Final countdown: 100 days left to comply with EU ETS as Columbia Group warns ship owners to prepare

With just 100 days remaining until the September 30 deadline for surrendering carbon allowances under the EU Emissions Trading System (EU ETS), maritime operators face a huge milestone in the field of maritime compliance.



Philippos Ioulianou, Managing Director of EmissionLink, part of Columbia Group, warns the consequences of missing this deadline are severe, and unavoidable.



“Fines, reputational risk and even port access restrictions are not distant threats. They could become very real when used as enforcement tools,” said Mr Ioulianou. “And yet, many operators are still not ready.”



The warning comes amid signs the industry was under-prepared for the scope and complexity of the ETS’s first compliance cycle. By the March 31 reporting deadline, fewer than 40% of shipping companies had submitted verified emissions data.



Mr Ioulianou points to a fundamental structural difference between the maritime sector and the ETS enforcement requirements.

“Shipping is global and fragmented by nature. The EU ETS is national and linear. That disconnect has made the compliance requirements unnecessarily difficult,” he said.



While EU member states are responsible for company registration, emissions verification, and the practicalities of setting up accounts, the speed and clarity of implementation have varied dramatically across jurisdictions, leaving many companies left in administrative limbo.



The impact is also being felt far beyond regulatory compliance.

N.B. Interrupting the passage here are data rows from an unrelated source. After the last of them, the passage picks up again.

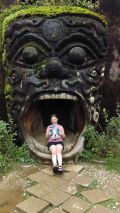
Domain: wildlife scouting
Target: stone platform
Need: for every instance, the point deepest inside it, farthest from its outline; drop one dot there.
(71, 192)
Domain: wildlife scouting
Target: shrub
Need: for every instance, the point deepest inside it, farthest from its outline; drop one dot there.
(10, 154)
(105, 144)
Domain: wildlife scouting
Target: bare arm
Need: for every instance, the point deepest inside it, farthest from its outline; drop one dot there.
(62, 132)
(47, 135)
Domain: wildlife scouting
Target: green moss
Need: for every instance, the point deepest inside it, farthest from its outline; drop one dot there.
(13, 13)
(46, 11)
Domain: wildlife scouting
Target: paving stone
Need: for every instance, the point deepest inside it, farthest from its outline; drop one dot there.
(99, 209)
(57, 210)
(74, 168)
(32, 205)
(75, 205)
(55, 180)
(83, 180)
(95, 195)
(48, 171)
(68, 175)
(56, 197)
(38, 177)
(72, 189)
(40, 190)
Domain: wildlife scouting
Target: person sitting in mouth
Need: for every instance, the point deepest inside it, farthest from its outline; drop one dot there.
(55, 135)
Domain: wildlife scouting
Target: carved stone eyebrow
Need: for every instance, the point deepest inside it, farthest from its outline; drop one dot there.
(30, 38)
(97, 46)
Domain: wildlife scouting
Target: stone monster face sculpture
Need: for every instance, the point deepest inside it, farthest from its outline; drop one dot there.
(56, 65)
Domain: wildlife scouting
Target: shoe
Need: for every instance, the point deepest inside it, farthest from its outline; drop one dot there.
(60, 169)
(55, 169)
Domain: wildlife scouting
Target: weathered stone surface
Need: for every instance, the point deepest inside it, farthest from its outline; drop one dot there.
(32, 205)
(83, 180)
(57, 197)
(56, 210)
(75, 205)
(68, 175)
(100, 209)
(74, 168)
(48, 171)
(42, 189)
(38, 177)
(95, 195)
(71, 189)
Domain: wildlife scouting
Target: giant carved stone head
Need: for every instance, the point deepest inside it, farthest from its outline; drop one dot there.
(54, 63)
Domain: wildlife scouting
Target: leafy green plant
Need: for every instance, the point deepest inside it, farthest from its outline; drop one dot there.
(105, 144)
(10, 154)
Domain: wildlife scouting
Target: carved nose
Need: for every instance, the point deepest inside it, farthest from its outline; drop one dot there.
(53, 66)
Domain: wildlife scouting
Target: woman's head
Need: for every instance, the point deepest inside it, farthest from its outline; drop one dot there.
(54, 119)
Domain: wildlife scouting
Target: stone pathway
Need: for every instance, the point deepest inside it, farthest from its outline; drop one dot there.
(72, 192)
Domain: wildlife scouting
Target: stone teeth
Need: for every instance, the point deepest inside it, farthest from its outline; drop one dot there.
(41, 97)
(58, 96)
(63, 96)
(75, 98)
(47, 96)
(68, 97)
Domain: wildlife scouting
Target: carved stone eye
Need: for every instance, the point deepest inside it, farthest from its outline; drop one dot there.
(30, 55)
(77, 55)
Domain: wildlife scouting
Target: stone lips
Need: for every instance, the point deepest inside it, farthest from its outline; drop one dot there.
(50, 57)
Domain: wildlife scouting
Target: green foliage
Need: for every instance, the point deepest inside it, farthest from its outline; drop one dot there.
(10, 154)
(105, 144)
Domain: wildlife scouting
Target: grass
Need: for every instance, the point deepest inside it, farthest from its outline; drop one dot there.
(113, 164)
(111, 203)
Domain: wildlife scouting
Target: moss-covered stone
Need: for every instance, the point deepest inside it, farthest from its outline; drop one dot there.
(18, 11)
(13, 13)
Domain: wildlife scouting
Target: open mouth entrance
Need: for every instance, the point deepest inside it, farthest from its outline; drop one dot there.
(70, 115)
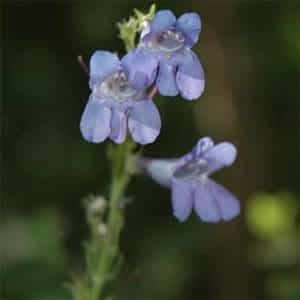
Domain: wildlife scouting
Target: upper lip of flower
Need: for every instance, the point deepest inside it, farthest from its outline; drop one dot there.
(116, 87)
(192, 169)
(168, 41)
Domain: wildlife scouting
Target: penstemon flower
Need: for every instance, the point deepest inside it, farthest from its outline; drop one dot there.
(112, 101)
(164, 55)
(188, 178)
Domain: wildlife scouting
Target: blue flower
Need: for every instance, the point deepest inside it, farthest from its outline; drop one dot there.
(164, 55)
(112, 101)
(188, 178)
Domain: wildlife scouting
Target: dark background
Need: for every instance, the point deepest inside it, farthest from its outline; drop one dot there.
(250, 51)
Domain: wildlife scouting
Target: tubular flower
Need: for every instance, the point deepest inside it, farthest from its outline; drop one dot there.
(114, 101)
(164, 55)
(188, 179)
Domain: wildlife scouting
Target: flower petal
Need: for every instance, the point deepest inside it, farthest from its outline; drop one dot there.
(166, 82)
(160, 170)
(220, 156)
(228, 203)
(190, 25)
(95, 121)
(182, 199)
(190, 76)
(202, 146)
(118, 126)
(144, 122)
(163, 20)
(141, 66)
(205, 204)
(102, 64)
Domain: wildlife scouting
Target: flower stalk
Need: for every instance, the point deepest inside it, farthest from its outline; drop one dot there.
(106, 221)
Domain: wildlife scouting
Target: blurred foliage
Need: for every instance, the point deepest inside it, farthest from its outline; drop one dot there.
(251, 57)
(34, 258)
(271, 216)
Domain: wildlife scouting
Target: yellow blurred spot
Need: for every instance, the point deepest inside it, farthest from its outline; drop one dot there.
(270, 216)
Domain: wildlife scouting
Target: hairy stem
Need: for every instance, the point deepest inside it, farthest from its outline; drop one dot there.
(110, 247)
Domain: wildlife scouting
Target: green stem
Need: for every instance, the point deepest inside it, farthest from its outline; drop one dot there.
(110, 247)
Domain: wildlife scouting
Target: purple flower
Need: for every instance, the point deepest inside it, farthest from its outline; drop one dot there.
(188, 178)
(112, 101)
(164, 55)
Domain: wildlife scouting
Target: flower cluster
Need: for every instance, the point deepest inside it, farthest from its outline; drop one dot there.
(188, 178)
(118, 99)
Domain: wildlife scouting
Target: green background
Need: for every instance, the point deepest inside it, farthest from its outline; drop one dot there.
(250, 51)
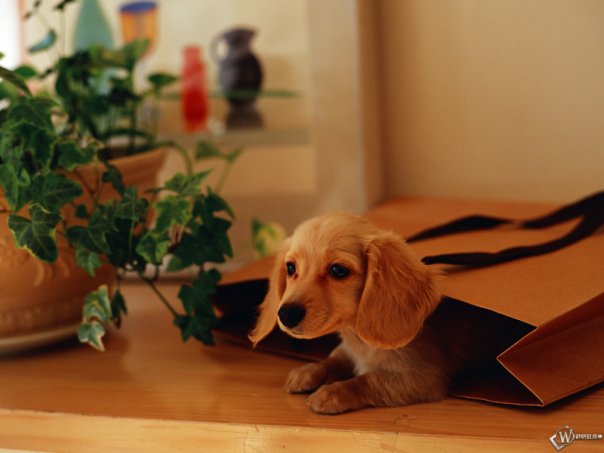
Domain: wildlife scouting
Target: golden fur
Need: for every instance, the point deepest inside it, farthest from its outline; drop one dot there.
(389, 354)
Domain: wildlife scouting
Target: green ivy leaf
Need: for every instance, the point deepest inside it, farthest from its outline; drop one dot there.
(16, 187)
(172, 210)
(94, 237)
(45, 43)
(92, 333)
(53, 191)
(14, 79)
(153, 246)
(130, 207)
(70, 155)
(81, 211)
(161, 79)
(36, 235)
(96, 314)
(87, 260)
(97, 306)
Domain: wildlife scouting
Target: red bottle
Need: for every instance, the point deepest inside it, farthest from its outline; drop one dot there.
(194, 99)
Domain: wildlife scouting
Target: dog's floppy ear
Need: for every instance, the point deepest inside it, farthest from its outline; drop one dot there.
(268, 309)
(399, 294)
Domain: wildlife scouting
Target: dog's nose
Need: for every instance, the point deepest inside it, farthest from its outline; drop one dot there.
(291, 314)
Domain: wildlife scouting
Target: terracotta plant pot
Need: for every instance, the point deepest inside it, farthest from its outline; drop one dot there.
(42, 302)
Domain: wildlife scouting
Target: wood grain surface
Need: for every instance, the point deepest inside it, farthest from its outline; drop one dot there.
(149, 390)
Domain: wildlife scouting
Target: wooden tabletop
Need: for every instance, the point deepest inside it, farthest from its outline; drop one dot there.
(149, 391)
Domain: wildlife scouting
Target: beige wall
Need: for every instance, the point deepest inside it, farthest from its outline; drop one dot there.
(491, 98)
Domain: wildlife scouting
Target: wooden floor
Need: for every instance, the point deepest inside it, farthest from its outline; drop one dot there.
(151, 392)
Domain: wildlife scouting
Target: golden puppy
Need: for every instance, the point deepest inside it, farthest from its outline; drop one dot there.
(339, 273)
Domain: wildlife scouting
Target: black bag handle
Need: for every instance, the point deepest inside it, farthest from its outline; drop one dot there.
(589, 209)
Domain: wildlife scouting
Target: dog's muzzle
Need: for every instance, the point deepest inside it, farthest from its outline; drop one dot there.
(291, 314)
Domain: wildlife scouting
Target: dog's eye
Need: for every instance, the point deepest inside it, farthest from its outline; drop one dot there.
(338, 271)
(291, 268)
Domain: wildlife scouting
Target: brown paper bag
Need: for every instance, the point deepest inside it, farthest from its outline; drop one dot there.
(554, 302)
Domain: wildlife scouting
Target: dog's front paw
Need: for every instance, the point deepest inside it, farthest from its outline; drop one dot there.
(334, 399)
(306, 379)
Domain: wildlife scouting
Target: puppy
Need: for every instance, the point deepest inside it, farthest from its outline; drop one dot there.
(340, 273)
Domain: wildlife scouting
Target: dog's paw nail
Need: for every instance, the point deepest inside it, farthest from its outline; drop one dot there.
(327, 401)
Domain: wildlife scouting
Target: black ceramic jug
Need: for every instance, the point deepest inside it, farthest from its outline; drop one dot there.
(240, 72)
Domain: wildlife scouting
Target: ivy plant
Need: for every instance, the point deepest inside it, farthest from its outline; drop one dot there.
(46, 139)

The scheme is already transforming commercial relationships across the shipping value chain. Contract negotiations between owners, operators, and charterers have become increasingly complex, with critical questions around ETS cost allocation. Who pays for allowances, who manages submissions, and how cross-regional voyages are handled are still lacking consistent answers.

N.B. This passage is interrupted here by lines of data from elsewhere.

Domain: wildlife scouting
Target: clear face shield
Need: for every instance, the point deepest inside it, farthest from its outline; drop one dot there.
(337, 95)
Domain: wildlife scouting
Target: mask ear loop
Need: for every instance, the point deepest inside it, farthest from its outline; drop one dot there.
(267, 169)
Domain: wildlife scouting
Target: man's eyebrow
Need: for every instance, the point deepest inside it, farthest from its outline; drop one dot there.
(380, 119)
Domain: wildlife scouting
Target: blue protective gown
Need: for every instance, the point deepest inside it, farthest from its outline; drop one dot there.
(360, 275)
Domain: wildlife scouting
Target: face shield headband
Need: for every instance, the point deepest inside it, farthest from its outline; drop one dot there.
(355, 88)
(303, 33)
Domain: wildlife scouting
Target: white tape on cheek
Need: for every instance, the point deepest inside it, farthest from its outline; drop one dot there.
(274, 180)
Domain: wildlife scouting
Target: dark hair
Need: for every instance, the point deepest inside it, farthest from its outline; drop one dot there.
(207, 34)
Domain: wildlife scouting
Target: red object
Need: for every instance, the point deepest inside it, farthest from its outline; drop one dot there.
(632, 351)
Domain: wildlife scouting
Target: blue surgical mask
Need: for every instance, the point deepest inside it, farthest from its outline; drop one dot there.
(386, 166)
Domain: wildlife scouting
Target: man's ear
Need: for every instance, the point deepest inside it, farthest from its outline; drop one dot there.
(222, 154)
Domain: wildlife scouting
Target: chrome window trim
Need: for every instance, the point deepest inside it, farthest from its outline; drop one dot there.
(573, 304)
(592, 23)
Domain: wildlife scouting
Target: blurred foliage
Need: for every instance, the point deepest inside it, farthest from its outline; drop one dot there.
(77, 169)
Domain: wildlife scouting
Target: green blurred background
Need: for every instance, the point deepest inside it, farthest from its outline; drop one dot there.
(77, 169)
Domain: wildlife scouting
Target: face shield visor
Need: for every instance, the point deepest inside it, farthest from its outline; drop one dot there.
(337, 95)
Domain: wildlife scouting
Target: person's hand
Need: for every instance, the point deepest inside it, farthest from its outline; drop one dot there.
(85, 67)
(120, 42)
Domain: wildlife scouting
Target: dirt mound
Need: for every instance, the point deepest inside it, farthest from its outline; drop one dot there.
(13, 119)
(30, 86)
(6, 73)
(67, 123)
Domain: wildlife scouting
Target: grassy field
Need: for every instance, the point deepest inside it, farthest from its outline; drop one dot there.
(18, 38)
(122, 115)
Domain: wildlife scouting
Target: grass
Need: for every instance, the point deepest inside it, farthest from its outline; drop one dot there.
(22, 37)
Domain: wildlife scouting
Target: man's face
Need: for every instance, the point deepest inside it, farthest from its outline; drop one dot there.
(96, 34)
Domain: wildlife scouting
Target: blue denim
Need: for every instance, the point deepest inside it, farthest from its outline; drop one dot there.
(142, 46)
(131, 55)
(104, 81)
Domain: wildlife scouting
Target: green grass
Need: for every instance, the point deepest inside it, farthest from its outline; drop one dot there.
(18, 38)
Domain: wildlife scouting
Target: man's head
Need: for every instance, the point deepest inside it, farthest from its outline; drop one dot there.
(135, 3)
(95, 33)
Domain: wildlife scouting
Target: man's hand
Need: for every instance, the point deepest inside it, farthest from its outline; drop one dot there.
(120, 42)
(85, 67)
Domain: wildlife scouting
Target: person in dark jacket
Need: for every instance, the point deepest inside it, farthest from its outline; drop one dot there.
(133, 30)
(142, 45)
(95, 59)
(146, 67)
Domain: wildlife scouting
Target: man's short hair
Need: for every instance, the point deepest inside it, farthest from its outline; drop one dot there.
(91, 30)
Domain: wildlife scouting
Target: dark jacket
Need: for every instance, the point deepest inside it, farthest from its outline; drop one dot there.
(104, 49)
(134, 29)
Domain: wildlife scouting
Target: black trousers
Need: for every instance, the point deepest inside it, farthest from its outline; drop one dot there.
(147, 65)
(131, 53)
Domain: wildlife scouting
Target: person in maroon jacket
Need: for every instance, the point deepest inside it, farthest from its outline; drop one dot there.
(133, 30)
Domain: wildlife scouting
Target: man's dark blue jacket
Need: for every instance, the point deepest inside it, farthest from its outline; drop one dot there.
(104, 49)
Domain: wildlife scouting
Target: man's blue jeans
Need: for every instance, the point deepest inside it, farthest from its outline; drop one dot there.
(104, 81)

In many cases, ship managers have taken on the responsibility of acquiring allowances on behalf of owners, often absorbing the financial risk in the hope of later reimbursement. This is especially challenging as some charterers delay transferring funds until just weeks before the surrender deadline, leaving owners and managers vulnerable to fluctuating EUA prices or potential non-payment.



The absence of standardised contractual frameworks has already led to delays, disputes, and even commercial standoffs, despite 2024 covering just 40% of applicable emissions. That figure will rise to 70% in 2025 and 100% in 2026.



With the timeline advancing and stakes rising, industry stakeholders face a steep learning curve, and little room for error.



“The learning curve is steep, and time is not on our side,” said Mr Ioulianou. “If delays, confusion and fragmented responsibility persist into future cycles, the financial and operational fallout could be far greater.”



On a more optimistic note, emissions reporting has accelerated recently, and leading operators are investing in digital compliance tools and advisory support.



“Digital platforms like EmissionLink are helping to streamline reporting, verification and allowance management. But systems alone won’t solve the problem,” said Mr Ioulianou. “We need shared responsibility, consistent regulatory guidance, and better contractual alignment.”



With ETS compliance increasingly tied to vessel earnings and reputation, Mr Ioulianou’s message to the maritime sector is clear:

“The real lesson of the EU ETS’s first year is this: the industry is capable, but the system must be credible and agile to fit the industry. The next 100 days will define more than a compliance cycle. They will determine which players see regulatory change as a burden, and which treat it as a strategic opportunity.”